Thondimuthalum Driksakshiyum

Dileesh Pothan’s second film is every bit as good as his first, Maheshinte Prathikaaram. In this tale of a couple trying to get their stolen property back from a thief, he takes Sajeev Pazhoor’s simple story and builds a world that is instantly recognisable with relatable, everyday characters. The cast are uniformly excellent and with cinematography from Rajeev Ravi and music from Bijibal, Thondimuthalum Driksakshiyum is an excellent ‘slice-of-life’ film that deserves a wide audience.

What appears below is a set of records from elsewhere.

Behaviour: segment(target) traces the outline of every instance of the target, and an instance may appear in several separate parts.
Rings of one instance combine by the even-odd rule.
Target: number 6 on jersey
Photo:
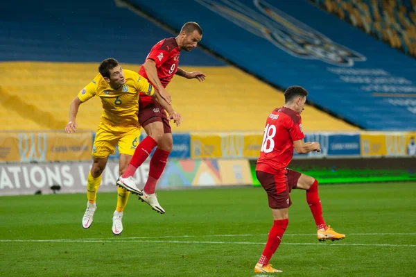
[[[263,135],[263,142],[261,142],[261,149],[260,152],[270,153],[275,148],[275,135],[276,135],[276,126],[275,125],[267,124],[264,128],[264,135]],[[268,142],[269,142],[268,143]]]

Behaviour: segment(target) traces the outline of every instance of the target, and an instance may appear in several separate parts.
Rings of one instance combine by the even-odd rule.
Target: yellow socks
[[[91,171],[88,172],[88,178],[87,179],[87,198],[88,202],[94,203],[97,198],[97,190],[101,183],[101,176],[94,178],[91,175]]]

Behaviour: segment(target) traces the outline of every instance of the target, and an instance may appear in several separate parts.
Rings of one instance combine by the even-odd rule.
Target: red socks
[[[152,159],[150,160],[150,166],[149,168],[149,177],[144,186],[144,190],[148,194],[153,194],[156,190],[156,183],[160,178],[163,170],[164,169],[168,157],[171,152],[164,150],[156,149]]]
[[[148,135],[143,140],[135,151],[133,158],[130,161],[130,165],[125,169],[125,171],[121,175],[123,178],[127,178],[128,176],[132,176],[136,172],[136,169],[147,159],[149,156],[153,148],[156,147],[157,142],[156,142],[152,137]]]
[[[283,234],[284,234],[288,223],[288,219],[274,221],[273,226],[269,232],[266,247],[261,257],[260,257],[260,260],[259,260],[259,264],[263,266],[268,264],[269,260],[277,250],[280,242],[281,242]]]
[[[318,195],[318,181],[315,180],[313,184],[306,190],[306,202],[309,205],[311,212],[315,219],[315,223],[318,229],[327,229],[325,221],[322,217],[322,206]]]

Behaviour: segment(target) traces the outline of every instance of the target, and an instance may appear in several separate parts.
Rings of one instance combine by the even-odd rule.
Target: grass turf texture
[[[319,190],[327,224],[347,237],[319,242],[305,192],[295,190],[289,225],[270,261],[279,275],[416,274],[415,183]],[[115,192],[98,192],[88,230],[81,226],[85,194],[0,197],[0,276],[256,275],[272,224],[263,189],[159,191],[158,199],[166,215],[130,195],[124,230],[114,237]]]

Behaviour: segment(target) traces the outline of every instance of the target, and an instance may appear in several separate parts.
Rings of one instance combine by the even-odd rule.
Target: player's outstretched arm
[[[177,71],[175,74],[175,75],[180,76],[181,77],[186,78],[187,79],[193,79],[196,78],[200,82],[202,82],[205,81],[205,74],[202,72],[187,72],[184,69],[180,67],[177,67]]]
[[[176,112],[172,105],[168,104],[166,100],[160,96],[160,94],[157,90],[155,90],[155,94],[153,96],[156,98],[160,106],[164,108],[169,114],[169,117],[173,119],[173,121],[176,124],[177,126],[180,126],[180,122],[183,120],[182,115],[179,112]]]
[[[69,106],[69,119],[65,126],[65,133],[71,133],[76,131],[77,124],[76,121],[76,115],[78,114],[80,105],[82,103],[78,96],[76,96]]]
[[[295,146],[295,151],[298,154],[306,154],[312,151],[320,152],[320,145],[319,142],[306,142],[303,139],[295,140],[293,142],[293,146]]]
[[[162,85],[159,77],[157,76],[157,69],[156,68],[156,62],[153,60],[148,59],[143,65],[144,71],[148,76],[148,80],[156,87],[160,96],[163,97],[168,103],[172,102],[171,94],[165,90]]]

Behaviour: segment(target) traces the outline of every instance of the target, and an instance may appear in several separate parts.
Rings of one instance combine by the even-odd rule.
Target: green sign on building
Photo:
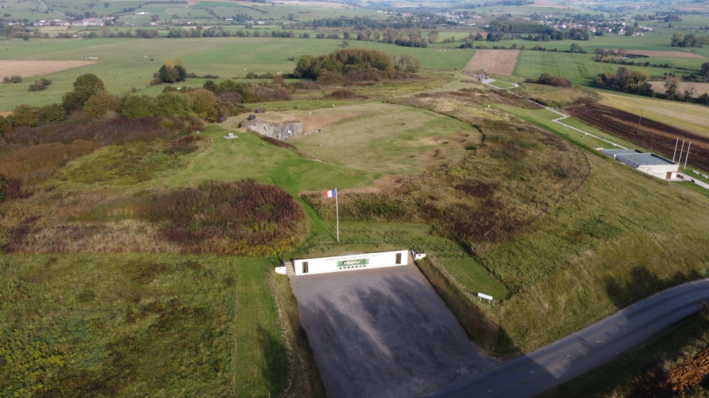
[[[343,260],[337,261],[337,268],[349,267],[352,266],[366,266],[369,263],[369,258],[359,258],[357,260]]]

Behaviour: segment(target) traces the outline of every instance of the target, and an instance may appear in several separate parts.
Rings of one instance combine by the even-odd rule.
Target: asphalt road
[[[535,397],[606,363],[696,313],[709,279],[663,290],[571,336],[443,389],[432,398]]]

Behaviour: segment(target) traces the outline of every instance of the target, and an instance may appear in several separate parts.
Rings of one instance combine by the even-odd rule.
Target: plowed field
[[[519,54],[519,50],[476,50],[463,70],[484,69],[488,73],[511,76]]]
[[[587,123],[650,148],[670,159],[678,137],[681,144],[683,140],[686,140],[688,144],[691,141],[688,164],[709,170],[709,138],[646,118],[640,120],[637,115],[598,103],[575,106],[566,110]],[[685,145],[685,153],[687,145]],[[679,155],[679,149],[677,155]],[[683,154],[682,159],[684,159]]]

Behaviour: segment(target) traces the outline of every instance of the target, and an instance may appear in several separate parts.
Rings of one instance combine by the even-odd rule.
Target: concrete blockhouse
[[[665,180],[676,178],[679,171],[679,164],[655,154],[637,149],[602,149],[601,152],[640,171]]]
[[[303,134],[303,122],[288,120],[278,123],[270,123],[259,120],[258,118],[244,120],[239,127],[246,127],[250,132],[285,141],[294,135]]]

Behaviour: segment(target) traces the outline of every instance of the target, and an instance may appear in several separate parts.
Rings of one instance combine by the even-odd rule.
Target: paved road
[[[465,379],[432,398],[535,397],[610,361],[698,311],[709,279],[667,289],[558,341]]]

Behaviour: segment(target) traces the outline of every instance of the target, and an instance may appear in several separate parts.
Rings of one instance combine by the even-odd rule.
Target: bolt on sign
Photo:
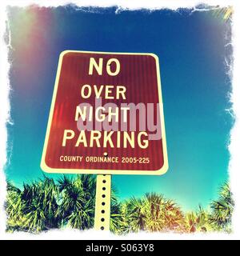
[[[41,166],[49,173],[164,174],[158,57],[63,51]]]

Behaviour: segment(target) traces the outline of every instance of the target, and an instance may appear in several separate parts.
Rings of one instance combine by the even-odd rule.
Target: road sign
[[[41,167],[50,173],[164,174],[158,57],[62,52]]]

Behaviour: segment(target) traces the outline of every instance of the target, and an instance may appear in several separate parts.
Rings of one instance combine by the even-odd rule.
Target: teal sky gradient
[[[21,186],[42,178],[40,160],[62,50],[154,53],[170,168],[162,176],[115,175],[113,182],[121,198],[154,191],[184,210],[207,206],[228,179],[230,25],[210,11],[86,10],[9,9],[14,125],[8,126],[7,178]]]

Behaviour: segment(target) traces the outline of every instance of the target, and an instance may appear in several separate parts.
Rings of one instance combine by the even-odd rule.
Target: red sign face
[[[62,52],[41,167],[50,173],[164,174],[158,57]]]

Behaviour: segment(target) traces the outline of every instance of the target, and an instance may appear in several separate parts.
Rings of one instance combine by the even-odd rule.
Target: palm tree
[[[209,222],[215,230],[231,231],[231,218],[234,202],[228,183],[223,184],[219,190],[219,197],[210,204],[212,210]]]
[[[13,229],[13,223],[18,229],[38,233],[58,227],[58,186],[51,178],[46,177],[31,185],[24,185],[20,190],[8,182],[6,212],[8,229]]]
[[[57,214],[62,226],[74,229],[90,229],[94,222],[96,193],[95,177],[78,175],[76,178],[67,176],[58,180],[60,206]]]
[[[209,223],[209,214],[199,205],[195,212],[186,214],[186,232],[206,232],[211,231]]]
[[[156,193],[142,198],[131,198],[122,203],[122,233],[145,231],[182,231],[185,218],[180,208],[172,201]]]
[[[216,17],[220,17],[224,21],[229,21],[232,18],[234,13],[233,6],[222,7],[220,8],[217,6],[217,9],[214,10],[214,15]]]

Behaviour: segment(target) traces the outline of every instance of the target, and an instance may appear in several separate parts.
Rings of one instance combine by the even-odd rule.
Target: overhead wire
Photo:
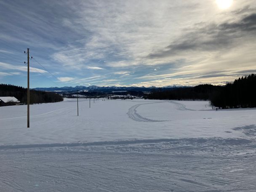
[[[34,59],[34,58],[33,58]],[[30,66],[32,67],[33,67],[33,65],[31,65],[31,64],[29,64]],[[61,87],[57,83],[56,83],[56,82],[54,82],[52,80],[51,80],[50,78],[48,77],[47,76],[45,75],[43,73],[42,73],[42,72],[40,72],[39,71],[38,71],[36,68],[35,67],[33,67],[33,69],[34,69],[36,71],[37,71],[39,73],[40,73],[40,74],[42,75],[43,75],[44,76],[45,76],[45,77],[46,77],[47,79],[48,79],[49,80],[50,80],[50,81],[51,81],[52,82],[53,82],[53,83],[54,83],[55,85],[57,85],[59,87]]]
[[[5,43],[8,43],[8,42],[6,42],[6,41],[5,41],[4,40],[3,40],[3,39],[1,39],[1,38],[0,38],[0,40],[2,41],[3,41],[3,42],[5,42]],[[20,52],[20,51],[21,51],[21,52],[23,52],[23,51],[22,51],[22,50],[18,50],[18,49],[17,49],[17,48],[15,48],[15,47],[13,47],[13,46],[10,46],[10,45],[7,45],[7,44],[5,44],[5,43],[2,43],[2,42],[0,42],[0,43],[2,43],[2,44],[3,44],[3,45],[5,45],[5,46],[8,46],[8,47],[9,47],[9,48],[11,48],[13,49],[15,49],[15,50],[16,50],[16,51],[19,51],[19,52]],[[12,57],[12,58],[13,58],[13,59],[17,59],[17,60],[19,60],[19,59],[17,59],[17,58],[15,58],[15,57],[14,57],[13,56],[11,56],[8,55],[8,54],[5,54],[5,53],[3,53],[3,52],[0,52],[0,53],[2,53],[2,54],[3,54],[5,55],[6,55],[6,56],[8,56],[8,57],[9,56],[9,57]],[[41,63],[40,63],[40,62],[39,62],[38,61],[37,61],[37,60],[36,59],[35,59],[35,57],[33,57],[33,60],[35,60],[35,61],[36,61],[37,63],[38,64],[39,64],[39,65],[40,65],[40,66],[41,66],[41,67],[43,67],[43,69],[45,69],[45,71],[46,71],[47,72],[48,72],[48,73],[49,73],[50,74],[51,74],[51,75],[52,76],[53,76],[53,77],[55,77],[55,78],[56,78],[56,79],[57,80],[59,80],[59,79],[58,79],[58,78],[57,78],[57,77],[56,77],[55,75],[53,75],[53,74],[52,73],[51,73],[51,72],[49,72],[49,71],[48,70],[47,70],[47,69],[46,69],[46,68],[45,68],[45,67],[44,67],[44,66],[43,66],[43,65],[42,64],[41,64]],[[36,71],[37,71],[38,72],[39,72],[39,73],[41,73],[41,74],[43,74],[43,73],[40,73],[40,72],[39,72],[39,71],[38,71],[37,70],[36,68],[34,68],[34,69],[35,69],[35,70],[36,70]],[[49,78],[48,78],[48,77],[46,77],[46,76],[45,76],[45,75],[44,75],[44,76],[45,76],[45,77],[47,77],[48,79],[50,79]],[[54,83],[55,84],[56,84],[57,85],[57,84],[56,84],[56,83],[54,82],[53,81],[52,81],[53,82],[53,83]],[[59,86],[59,85],[58,85],[58,86]]]

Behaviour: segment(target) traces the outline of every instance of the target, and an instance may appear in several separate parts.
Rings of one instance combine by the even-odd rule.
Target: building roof
[[[9,102],[17,102],[19,103],[20,102],[19,101],[14,97],[0,97],[0,100],[5,103],[8,103]]]

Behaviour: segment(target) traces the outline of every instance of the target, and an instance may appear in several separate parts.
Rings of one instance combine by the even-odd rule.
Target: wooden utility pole
[[[29,49],[27,48],[27,128],[29,127]]]
[[[78,90],[77,90],[77,116],[78,116]]]

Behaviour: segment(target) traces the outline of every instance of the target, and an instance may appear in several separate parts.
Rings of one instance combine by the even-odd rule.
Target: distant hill
[[[27,89],[22,87],[12,85],[0,84],[0,96],[14,96],[21,103],[26,104],[27,102]],[[30,90],[29,94],[29,101],[31,104],[52,103],[63,101],[61,96],[54,93]]]
[[[162,88],[163,89],[172,89],[177,87],[185,87],[186,86],[168,86]],[[91,85],[88,87],[85,86],[76,86],[75,87],[50,87],[50,88],[36,88],[32,89],[38,91],[78,91],[83,90],[91,90],[98,91],[147,91],[153,90],[154,89],[159,88],[155,86],[150,87],[116,87],[112,86],[106,86],[106,87],[99,87],[96,85]]]

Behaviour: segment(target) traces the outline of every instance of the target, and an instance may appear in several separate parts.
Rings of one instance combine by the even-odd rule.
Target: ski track
[[[149,104],[163,103],[165,102],[165,101],[154,102],[151,103],[137,104],[136,105],[133,106],[130,109],[129,109],[127,114],[128,115],[130,118],[136,121],[144,121],[145,122],[160,122],[163,121],[171,121],[170,120],[161,120],[148,119],[147,118],[144,117],[140,115],[137,112],[137,111],[136,110],[136,109],[137,109],[138,107],[142,105],[147,105]]]
[[[151,101],[132,106],[127,114],[136,121],[166,121],[136,110],[163,102],[195,110],[172,101]],[[33,117],[61,115],[75,108]],[[0,192],[254,192],[256,125],[231,130],[243,136],[1,145]]]
[[[252,192],[255,144],[188,138],[1,148],[0,187],[5,192]]]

The film starts with a series of events that appear to have little relevance to the rest of the story, but they give an excellent insight into the character of Prasad (Suraj Venjaramoodu). After a night out at a theatre, Prasad develops a cold, and while at the pharmacy to buy some medication, he sees Sreeja (Nimisha Sajayan) buying a pregnancy test. Prasad immediately jumps to the wrong conclusion and his tendency towards gossip soon ensures that Sreeja hears exactly what rumours he has been spreading around town. However, despite this rocky start, Sreeja finds that she is attracted to Prasad and the relationship soon develops into love. The couple end up getting married, but due to Sreeja’s father (Vettukili Prakash) disapproving of his daughter marrying someone from a different caste, they move up north to live.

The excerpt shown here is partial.